Pro plan users: Reaper works, but your usage limits will feel it. A single /reaper:takeoff on a medium-complexity task can consume a meaningful chunk of your daily quota. You will get the most out of it by being deliberate about which tasks justify the orchestration overhead.
- Auditability -- Every piece of code passes through documented quality gates. You can show the receipt.
- Consistency -- TDD, SOLID principles, and security audit on every task. Not just when someone remembers.
- Steerability -- You approve the plan. You approve the output. You control the process. It is not a black box.
- Per-agent memory -- Every Reaper agent carries its own role-tuned memory store that persists across sessions, so recurring patterns surface automatically (see ADR-0026).
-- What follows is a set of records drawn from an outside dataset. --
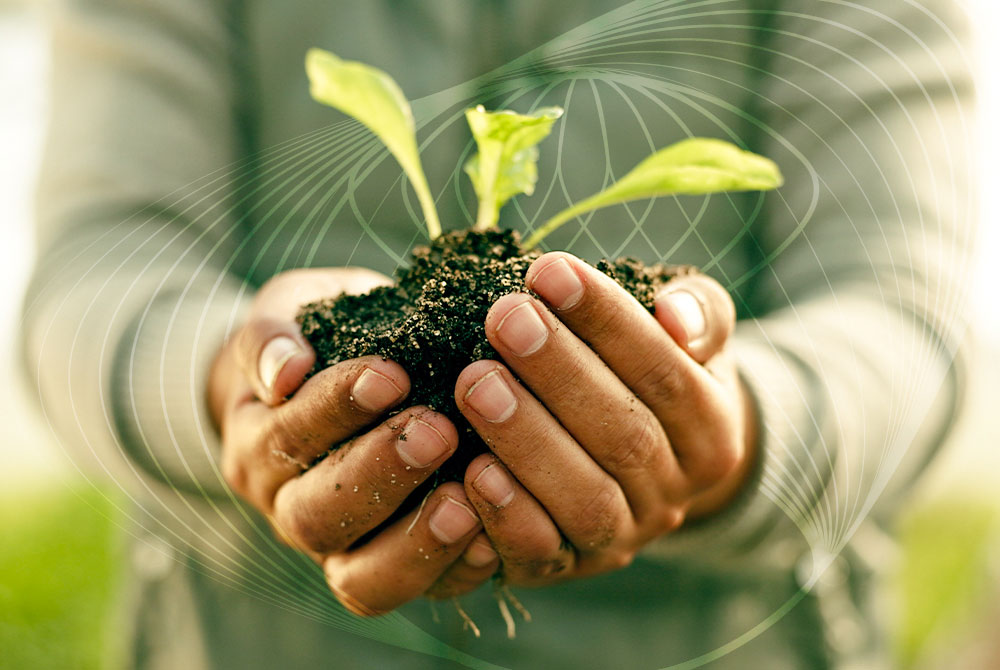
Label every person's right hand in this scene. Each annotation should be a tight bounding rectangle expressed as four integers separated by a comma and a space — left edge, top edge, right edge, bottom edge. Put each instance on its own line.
208, 268, 499, 615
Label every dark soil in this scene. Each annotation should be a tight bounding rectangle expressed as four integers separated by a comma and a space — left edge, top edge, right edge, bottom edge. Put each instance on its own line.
298, 230, 693, 488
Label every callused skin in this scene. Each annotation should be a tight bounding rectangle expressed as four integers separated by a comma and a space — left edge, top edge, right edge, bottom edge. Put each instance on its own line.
455, 252, 756, 585
208, 253, 756, 615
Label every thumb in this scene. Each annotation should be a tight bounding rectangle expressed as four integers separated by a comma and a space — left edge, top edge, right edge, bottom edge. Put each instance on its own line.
654, 274, 736, 365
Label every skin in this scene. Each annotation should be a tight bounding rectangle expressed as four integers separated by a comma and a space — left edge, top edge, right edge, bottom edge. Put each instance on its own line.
208, 252, 757, 615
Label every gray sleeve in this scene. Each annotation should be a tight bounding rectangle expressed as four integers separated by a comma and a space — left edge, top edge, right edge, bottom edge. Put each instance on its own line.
23, 0, 254, 502
650, 0, 975, 560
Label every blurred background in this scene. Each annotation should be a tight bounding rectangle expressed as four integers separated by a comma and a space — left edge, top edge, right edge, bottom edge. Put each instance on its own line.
0, 0, 1000, 670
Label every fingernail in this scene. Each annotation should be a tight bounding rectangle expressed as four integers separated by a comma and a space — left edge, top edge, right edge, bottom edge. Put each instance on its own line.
472, 463, 514, 507
427, 496, 479, 544
465, 370, 517, 423
351, 368, 403, 412
396, 418, 451, 468
462, 540, 497, 568
257, 335, 302, 393
497, 302, 549, 356
660, 289, 708, 345
531, 258, 583, 310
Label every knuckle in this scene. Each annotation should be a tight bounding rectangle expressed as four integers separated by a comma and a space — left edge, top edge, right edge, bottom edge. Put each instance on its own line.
274, 487, 349, 553
604, 411, 665, 472
259, 411, 299, 463
638, 357, 690, 405
571, 487, 618, 552
588, 303, 632, 340
691, 439, 740, 485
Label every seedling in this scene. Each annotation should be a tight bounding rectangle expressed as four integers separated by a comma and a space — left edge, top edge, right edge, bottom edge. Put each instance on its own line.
306, 49, 782, 250
298, 49, 781, 637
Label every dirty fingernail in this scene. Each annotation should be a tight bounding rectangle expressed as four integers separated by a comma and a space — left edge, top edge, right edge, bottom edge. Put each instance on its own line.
462, 540, 497, 568
472, 463, 514, 507
427, 496, 479, 544
660, 289, 708, 344
497, 302, 549, 356
257, 335, 302, 393
396, 418, 451, 468
465, 370, 517, 423
531, 258, 583, 310
351, 368, 403, 412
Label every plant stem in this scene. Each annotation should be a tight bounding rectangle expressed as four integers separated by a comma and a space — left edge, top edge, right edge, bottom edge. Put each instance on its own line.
409, 174, 441, 240
522, 198, 596, 251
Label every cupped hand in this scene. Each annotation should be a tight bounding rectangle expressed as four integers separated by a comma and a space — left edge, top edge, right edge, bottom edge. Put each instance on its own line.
208, 268, 498, 615
455, 252, 756, 585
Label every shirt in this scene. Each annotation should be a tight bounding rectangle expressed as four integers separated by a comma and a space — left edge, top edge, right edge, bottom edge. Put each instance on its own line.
24, 0, 974, 668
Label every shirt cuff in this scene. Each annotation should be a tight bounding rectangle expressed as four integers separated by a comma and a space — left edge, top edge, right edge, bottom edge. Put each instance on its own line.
111, 282, 252, 496
641, 322, 829, 568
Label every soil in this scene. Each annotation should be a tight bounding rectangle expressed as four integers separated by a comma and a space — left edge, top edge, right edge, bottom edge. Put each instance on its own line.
298, 230, 694, 490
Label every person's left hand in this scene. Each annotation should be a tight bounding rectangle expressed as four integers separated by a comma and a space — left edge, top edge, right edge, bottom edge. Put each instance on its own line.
455, 252, 756, 585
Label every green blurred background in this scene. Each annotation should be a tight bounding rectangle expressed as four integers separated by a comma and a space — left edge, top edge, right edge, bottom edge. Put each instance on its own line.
0, 0, 1000, 670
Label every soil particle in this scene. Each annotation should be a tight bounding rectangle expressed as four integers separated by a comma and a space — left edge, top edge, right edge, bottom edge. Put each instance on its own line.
298, 230, 694, 500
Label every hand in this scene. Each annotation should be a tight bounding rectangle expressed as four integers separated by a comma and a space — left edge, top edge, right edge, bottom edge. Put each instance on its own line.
208, 268, 499, 615
455, 252, 756, 585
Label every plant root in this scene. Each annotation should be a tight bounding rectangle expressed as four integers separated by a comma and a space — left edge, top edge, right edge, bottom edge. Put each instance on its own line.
493, 580, 531, 640
451, 598, 480, 637
406, 489, 434, 535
This is not always the most token-efficient way to write code. It is the most reliable way to get code that is ready for production.
Fork it. Make it weird. We are into it.
Want to contribute back? Open an issue, show us what you have got. If it fits how we work, we will pull it in.
How we roll:
- TDD first (Red-Green-Refactor)
- SOLID principles
- Conventional commits with task reference
- 70%+ test coverage
Reaper develops itself using its own workflow: every feature and fix starts with /reaper:flight-plan to break the work into tracked tasks, gets executed via /reaper:takeoff, and lands only after passing the full quality gate sequence -- test runner, SME code reviewer, and security auditor. If it is good enough to ship your code, it is good enough to ship its own.
Take it somewhere we would never expect. We are flattered either way.